Voice AIWhite-LabelAgencyQuality Assurance

Voice AI Quality Assurance Playbook for Agencies

Ming Xu
Ming XuChief Information Officer
·
Voice AI Quality Assurance Playbook for Agencies

Voice AI Quality Assurance Playbook for Agencies

Voice AI quality assurance is the process of systematically reviewing AI call transcripts, scoring agent performance against defined criteria, and fixing issues before clients notice them. Agencies that run structured QA retain clients at 2x the rate of those that deploy agents and walk away. The difference between a churned client and a 12-month retainer is almost always whether someone caught a wrong answer in week two, not whether the AI sounded good on the demo call.

This playbook covers the full QA framework: what to check, how often, how to score each call, and how to scale review across 10, 20, and 50 clients without hiring a team. It also includes a 5-point quality scorecard you can use starting today, a breakdown of the most common quality issues and their fixes, and strategies for turning QA data into agent improvements over time.

The QA Framework: What to Check, How Often, and What to Fix

Agency QA breaks into three cadences: daily review during the critical first 14 days, weekly sampling once the agent stabilizes, and monthly full audits across all clients. Each cadence catches a different category of problem, and skipping any one of them creates blind spots that eventually surface as client complaints.
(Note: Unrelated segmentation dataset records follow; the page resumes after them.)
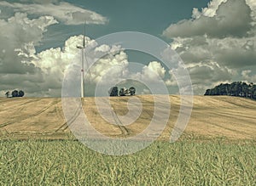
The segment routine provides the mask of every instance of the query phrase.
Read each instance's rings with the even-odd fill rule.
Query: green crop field
[[[256,185],[256,143],[154,142],[111,156],[79,141],[0,141],[0,185]]]

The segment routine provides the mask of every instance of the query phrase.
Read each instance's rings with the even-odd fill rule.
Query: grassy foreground
[[[255,144],[184,139],[109,156],[73,140],[2,140],[0,185],[256,185]]]

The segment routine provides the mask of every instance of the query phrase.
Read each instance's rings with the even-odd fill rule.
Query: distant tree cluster
[[[118,87],[113,87],[109,89],[108,93],[109,96],[127,96],[127,95],[135,95],[136,89],[135,87],[131,87],[129,89],[125,87],[120,88],[119,91]]]
[[[7,98],[23,97],[25,95],[25,93],[23,90],[14,90],[11,93],[9,91],[6,92],[5,95]]]
[[[244,82],[221,83],[212,89],[207,89],[205,96],[207,95],[228,95],[256,99],[256,85]]]

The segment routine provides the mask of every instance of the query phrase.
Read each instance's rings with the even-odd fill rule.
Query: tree
[[[14,90],[14,91],[12,92],[12,96],[13,96],[13,97],[18,97],[18,96],[19,96],[19,92],[18,92],[17,90]]]
[[[25,93],[22,90],[20,90],[18,94],[19,97],[23,97]]]
[[[119,88],[117,87],[113,87],[108,91],[109,96],[118,96],[119,95]]]
[[[136,92],[135,87],[131,87],[129,88],[130,95],[131,95],[131,96],[135,95],[135,92]]]
[[[256,85],[244,82],[221,83],[212,89],[207,89],[205,95],[229,95],[256,99]]]
[[[6,95],[6,98],[9,98],[9,91],[7,91],[5,95]]]
[[[125,88],[121,87],[119,90],[119,96],[125,96]]]

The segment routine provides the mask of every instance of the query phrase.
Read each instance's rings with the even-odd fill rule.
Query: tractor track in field
[[[0,127],[4,127],[6,126],[12,125],[12,124],[19,122],[19,121],[22,121],[26,120],[28,118],[37,116],[42,114],[43,112],[45,112],[51,106],[58,104],[60,101],[61,100],[55,99],[55,100],[52,101],[49,104],[48,104],[47,106],[44,107],[42,110],[40,110],[39,111],[38,111],[38,112],[36,112],[34,114],[27,115],[27,116],[20,116],[20,117],[19,117],[19,120],[9,121],[7,121],[7,122],[3,122],[3,123],[0,124]],[[32,102],[32,101],[31,101],[31,102]]]
[[[84,106],[84,101],[82,101],[82,107],[79,106],[76,110],[74,115],[73,116],[73,117],[71,117],[68,121],[65,121],[60,127],[58,127],[55,132],[57,132],[60,130],[61,131],[65,131],[67,130],[73,123],[73,121],[78,118],[78,116],[80,114],[80,111],[83,110],[83,106]],[[66,118],[64,117],[64,120],[66,120]]]
[[[83,110],[84,106],[84,101],[82,101],[82,107],[78,107],[73,116],[71,117],[67,121],[64,122],[60,127],[58,127],[55,132],[57,132],[60,130],[65,131],[67,130],[73,123],[73,121],[77,119],[77,117],[79,116],[81,110]],[[119,128],[121,131],[121,135],[127,136],[130,134],[129,130],[123,126],[121,123],[120,120],[118,118],[118,116],[115,115],[114,111],[112,110],[112,116],[113,117],[115,122],[117,123],[116,126]]]

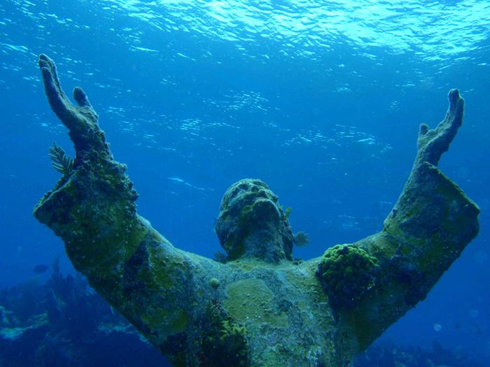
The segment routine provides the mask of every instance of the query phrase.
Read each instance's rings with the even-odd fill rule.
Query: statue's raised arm
[[[321,259],[318,278],[359,351],[424,299],[478,233],[479,209],[437,167],[463,122],[457,89],[449,100],[435,129],[420,125],[412,172],[383,230]]]
[[[319,258],[293,260],[298,237],[260,180],[225,194],[216,231],[222,262],[173,247],[136,213],[137,194],[78,87],[63,92],[39,57],[52,109],[76,157],[50,150],[63,176],[34,215],[75,268],[176,366],[346,367],[423,299],[478,231],[477,207],[435,166],[461,125],[463,99],[422,125],[409,180],[382,232]]]

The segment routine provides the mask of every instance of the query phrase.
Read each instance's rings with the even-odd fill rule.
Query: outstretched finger
[[[418,161],[426,161],[437,166],[463,123],[464,99],[459,95],[459,91],[450,90],[448,99],[449,107],[446,117],[437,127],[430,129],[425,124],[420,125],[417,142]]]
[[[46,55],[41,54],[39,55],[39,68],[50,106],[56,115],[64,121],[69,113],[71,103],[59,85],[55,63]]]

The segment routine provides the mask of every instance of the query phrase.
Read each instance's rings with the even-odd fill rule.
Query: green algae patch
[[[274,293],[260,279],[244,279],[226,287],[227,298],[225,308],[238,322],[268,324],[274,327],[286,327],[286,314],[276,309],[272,302]]]
[[[353,307],[374,286],[377,259],[353,245],[337,245],[325,252],[318,275],[332,304]]]

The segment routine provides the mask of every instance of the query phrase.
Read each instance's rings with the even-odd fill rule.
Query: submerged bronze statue
[[[225,194],[216,230],[221,264],[180,250],[139,215],[80,88],[73,105],[55,64],[39,57],[48,99],[75,145],[73,169],[34,208],[75,268],[176,366],[348,366],[424,299],[478,233],[477,206],[437,168],[461,124],[463,100],[417,156],[383,230],[302,262],[278,199],[259,180]]]

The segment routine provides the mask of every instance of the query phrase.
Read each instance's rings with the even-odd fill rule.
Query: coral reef
[[[288,212],[264,182],[244,180],[227,190],[216,221],[223,263],[174,247],[138,215],[132,182],[87,96],[75,88],[72,104],[54,62],[41,55],[39,66],[76,158],[34,214],[63,239],[90,285],[174,366],[200,366],[211,355],[204,359],[214,363],[218,350],[234,354],[233,366],[351,366],[478,233],[477,206],[436,166],[462,122],[456,89],[444,120],[421,126],[414,167],[382,231],[293,261]],[[217,319],[210,301],[219,305]]]
[[[102,365],[169,366],[78,275],[0,291],[0,366]]]

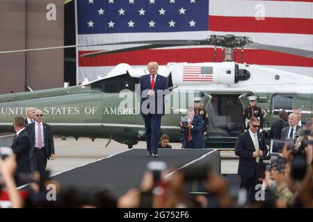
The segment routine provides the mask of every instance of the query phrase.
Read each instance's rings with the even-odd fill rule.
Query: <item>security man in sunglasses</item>
[[[54,142],[50,125],[42,122],[43,113],[40,110],[35,112],[35,121],[27,124],[26,130],[31,140],[29,160],[31,171],[45,171],[47,160],[54,160]]]
[[[267,154],[264,137],[258,132],[260,127],[259,119],[252,117],[249,128],[238,136],[235,146],[235,154],[239,157],[238,174],[241,178],[240,188],[249,193],[249,199],[255,198],[260,190],[260,178],[264,178],[265,164],[263,157]],[[259,188],[257,188],[259,187]]]
[[[262,110],[258,106],[257,106],[257,96],[251,96],[248,97],[249,101],[249,106],[242,112],[243,114],[243,131],[246,131],[249,128],[249,121],[252,117],[257,117],[259,120],[260,128],[263,128],[263,114]],[[260,130],[260,132],[262,130]]]

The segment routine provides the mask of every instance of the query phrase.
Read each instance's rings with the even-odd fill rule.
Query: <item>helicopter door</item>
[[[207,93],[204,93],[204,94],[205,95],[205,96],[203,99],[202,99],[201,107],[203,108],[203,109],[204,109],[205,110],[207,110],[209,108],[209,103],[212,99],[212,96]]]
[[[247,106],[249,105],[249,101],[248,100],[248,97],[251,96],[251,94],[245,93],[244,94],[240,95],[238,99],[239,99],[242,109],[244,110]],[[246,119],[245,125],[247,126],[249,124],[249,121]]]
[[[241,102],[242,109],[244,110],[247,106],[249,105],[249,101],[248,97],[251,96],[250,94],[245,93],[244,94],[240,95],[238,98]]]

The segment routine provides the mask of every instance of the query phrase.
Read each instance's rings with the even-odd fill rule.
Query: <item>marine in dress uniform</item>
[[[203,121],[203,128],[202,131],[202,135],[209,130],[209,115],[200,106],[201,97],[195,97],[195,115],[199,115],[201,117]]]
[[[248,97],[249,106],[246,107],[243,112],[243,130],[248,129],[248,121],[252,117],[259,119],[260,128],[263,128],[263,114],[261,108],[256,105],[257,96],[251,96]]]

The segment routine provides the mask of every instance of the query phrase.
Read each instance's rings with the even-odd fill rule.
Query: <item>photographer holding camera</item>
[[[188,121],[179,122],[179,130],[184,133],[184,148],[201,148],[204,142],[202,132],[203,121],[201,117],[195,115],[193,107],[189,107],[187,111]]]

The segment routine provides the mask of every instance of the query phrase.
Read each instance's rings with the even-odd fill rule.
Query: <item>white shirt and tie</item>
[[[291,128],[291,126],[289,127],[289,130],[288,131],[288,138],[292,138],[294,139],[294,135],[296,133],[296,130],[297,129],[297,125]],[[291,137],[292,135],[292,137]]]
[[[34,122],[34,120],[33,119],[29,119],[29,117],[27,117],[27,123],[31,123],[33,122]]]
[[[155,74],[155,76],[154,76],[154,83],[155,83],[155,82],[156,81],[156,76],[158,76],[158,74]],[[150,74],[150,83],[151,83],[151,81],[152,80],[152,75],[151,75]]]
[[[39,148],[39,143],[38,143],[38,124],[40,125],[39,128],[40,129],[40,134],[41,135],[41,142],[42,142],[42,147],[45,146],[45,137],[44,137],[44,133],[43,133],[43,125],[42,122],[38,123],[35,122],[35,147]]]
[[[251,137],[251,139],[253,142],[253,145],[255,146],[255,151],[259,151],[259,139],[257,138],[257,133],[253,133],[250,129],[249,129],[249,134],[250,136]],[[255,161],[257,162],[259,162],[259,157],[257,157],[255,158]]]

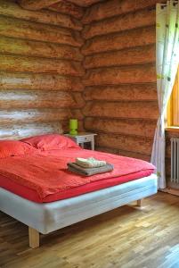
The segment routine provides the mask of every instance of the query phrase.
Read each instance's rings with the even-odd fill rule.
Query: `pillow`
[[[19,140],[1,140],[0,158],[17,156],[37,151],[34,147]]]
[[[28,143],[42,151],[59,150],[67,148],[79,148],[72,139],[68,137],[59,134],[46,134],[40,136],[34,136],[21,139],[21,141]]]

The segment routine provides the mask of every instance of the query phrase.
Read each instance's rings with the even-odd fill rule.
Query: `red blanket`
[[[76,157],[94,156],[114,165],[110,172],[83,177],[67,171],[67,163]],[[49,195],[71,189],[90,182],[117,178],[142,171],[152,172],[147,162],[106,153],[82,149],[53,150],[38,155],[0,159],[0,174],[12,182],[35,190],[41,199]]]

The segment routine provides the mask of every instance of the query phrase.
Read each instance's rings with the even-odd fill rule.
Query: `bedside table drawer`
[[[84,142],[88,142],[92,141],[94,137],[92,136],[87,136],[87,137],[77,137],[77,140],[78,143],[84,143]]]

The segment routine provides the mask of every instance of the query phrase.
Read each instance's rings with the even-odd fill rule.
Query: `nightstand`
[[[91,143],[91,149],[94,150],[94,136],[95,133],[79,132],[77,135],[64,134],[64,136],[70,138],[77,144],[80,145],[84,148],[84,144],[85,142]]]

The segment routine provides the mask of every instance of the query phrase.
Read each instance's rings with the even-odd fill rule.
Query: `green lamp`
[[[77,120],[69,119],[69,134],[77,135]]]

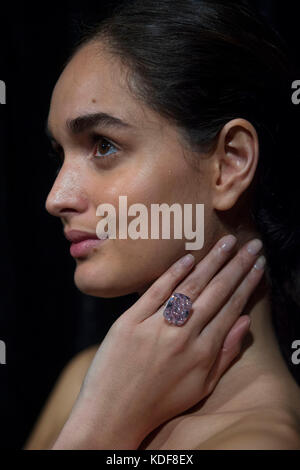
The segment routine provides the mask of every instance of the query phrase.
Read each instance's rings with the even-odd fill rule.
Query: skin
[[[64,69],[54,88],[48,117],[51,132],[64,150],[64,164],[47,198],[47,210],[61,218],[64,229],[95,232],[97,206],[105,202],[117,208],[119,195],[127,195],[128,206],[143,203],[149,212],[152,203],[203,203],[205,243],[193,252],[196,262],[227,233],[237,236],[238,247],[259,237],[245,211],[259,158],[257,133],[251,123],[244,119],[228,122],[214,151],[195,155],[174,125],[130,94],[126,73],[104,46],[100,50],[99,44],[93,43],[82,48]],[[99,111],[132,126],[126,130],[94,129],[119,147],[111,161],[109,157],[105,162],[93,157],[97,149],[88,132],[74,136],[66,128],[67,119]],[[108,240],[87,257],[76,259],[74,280],[89,295],[142,294],[185,253],[184,239]],[[265,280],[246,313],[252,322],[242,357],[223,375],[213,393],[190,410],[188,418],[209,423],[214,429],[215,423],[225,426],[228,417],[236,419],[248,410],[280,409],[293,428],[300,422],[299,389],[279,351]],[[176,448],[179,429],[185,435],[190,423],[185,415],[171,420],[151,436],[147,448]],[[207,434],[207,426],[202,426],[202,434],[199,429],[199,442],[214,439]],[[187,446],[190,432],[188,438]],[[212,441],[208,448],[210,445],[218,448],[222,442]]]

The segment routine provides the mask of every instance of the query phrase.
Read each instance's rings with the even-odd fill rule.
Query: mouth
[[[71,242],[70,254],[73,258],[83,258],[108,239],[107,234],[99,238],[96,233],[83,232],[80,230],[69,230],[65,232],[66,238]]]

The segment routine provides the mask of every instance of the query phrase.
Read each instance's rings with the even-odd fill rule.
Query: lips
[[[65,236],[71,242],[70,254],[74,258],[87,256],[93,248],[98,248],[108,238],[106,234],[104,234],[106,238],[100,239],[96,233],[80,230],[69,230],[65,232]]]

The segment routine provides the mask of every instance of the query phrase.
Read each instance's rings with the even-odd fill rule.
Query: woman
[[[298,295],[295,155],[278,112],[294,78],[246,2],[134,0],[77,45],[51,99],[62,167],[46,208],[81,291],[141,297],[63,375],[35,431],[69,384],[51,448],[300,448],[299,387],[273,324]],[[184,238],[97,240],[97,207],[120,195],[204,204],[195,260],[178,263]],[[174,292],[193,302],[180,327],[163,318]]]

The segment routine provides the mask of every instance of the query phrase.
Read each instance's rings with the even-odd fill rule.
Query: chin
[[[121,297],[143,288],[140,283],[135,285],[129,273],[113,269],[111,265],[109,269],[100,269],[99,263],[95,265],[91,260],[77,262],[74,282],[84,294],[103,298]]]

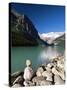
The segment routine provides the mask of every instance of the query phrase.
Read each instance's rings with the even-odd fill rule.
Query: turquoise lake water
[[[61,54],[64,54],[62,46],[12,47],[11,73],[23,71],[26,59],[32,61],[32,68],[35,71],[41,64],[50,62],[50,58]]]

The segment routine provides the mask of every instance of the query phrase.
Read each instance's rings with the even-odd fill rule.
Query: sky
[[[64,6],[12,3],[11,9],[25,14],[39,33],[65,31]]]

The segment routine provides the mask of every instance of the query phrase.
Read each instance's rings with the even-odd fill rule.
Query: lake
[[[64,50],[62,46],[12,47],[11,73],[23,71],[26,59],[32,61],[32,68],[35,71],[41,64],[51,62],[51,58],[64,54]]]

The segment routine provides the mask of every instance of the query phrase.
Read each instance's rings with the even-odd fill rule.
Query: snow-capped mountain
[[[49,32],[49,33],[39,33],[39,36],[42,40],[47,41],[47,43],[51,44],[56,38],[64,35],[64,32]]]

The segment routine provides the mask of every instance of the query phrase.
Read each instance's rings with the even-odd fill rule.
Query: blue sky
[[[64,6],[12,3],[11,9],[27,15],[40,33],[65,31]]]

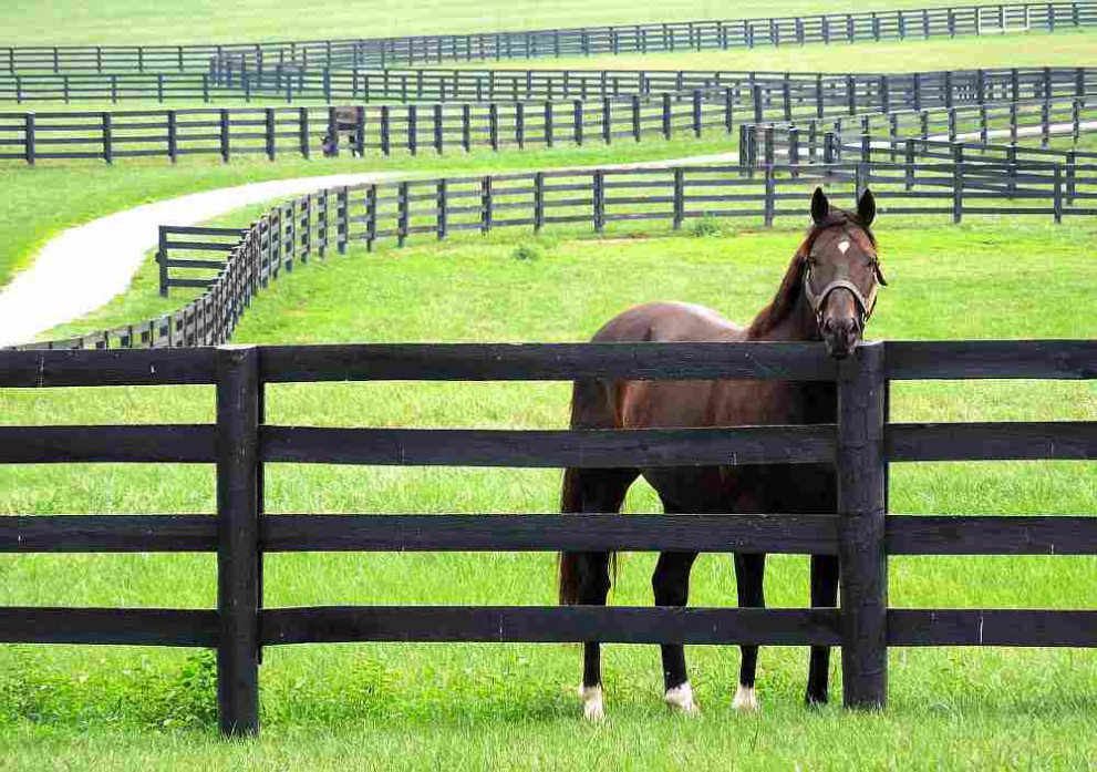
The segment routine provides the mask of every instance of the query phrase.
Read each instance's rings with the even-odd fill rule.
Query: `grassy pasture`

The first 14 days after deployment are when most agent errors occur. The knowledge base is fresh, the conversation flows are untested with real callers, and edge cases surface that no amount of pre-launch testing predicts. After 14 days, patterns stabilize and you shift to sampling. Monthly audits catch slow drift: outdated pricing, seasonal changes the client forgot to mention, or gradual shifts in caller intent that the original configuration did not anticipate.

Daily Review (First 14 Days per Client)

Every transcript gets read during the first two weeks. Not sampled. Every single one. This is where you catch the problems that, left unfixed, become the reason a client cancels in month two.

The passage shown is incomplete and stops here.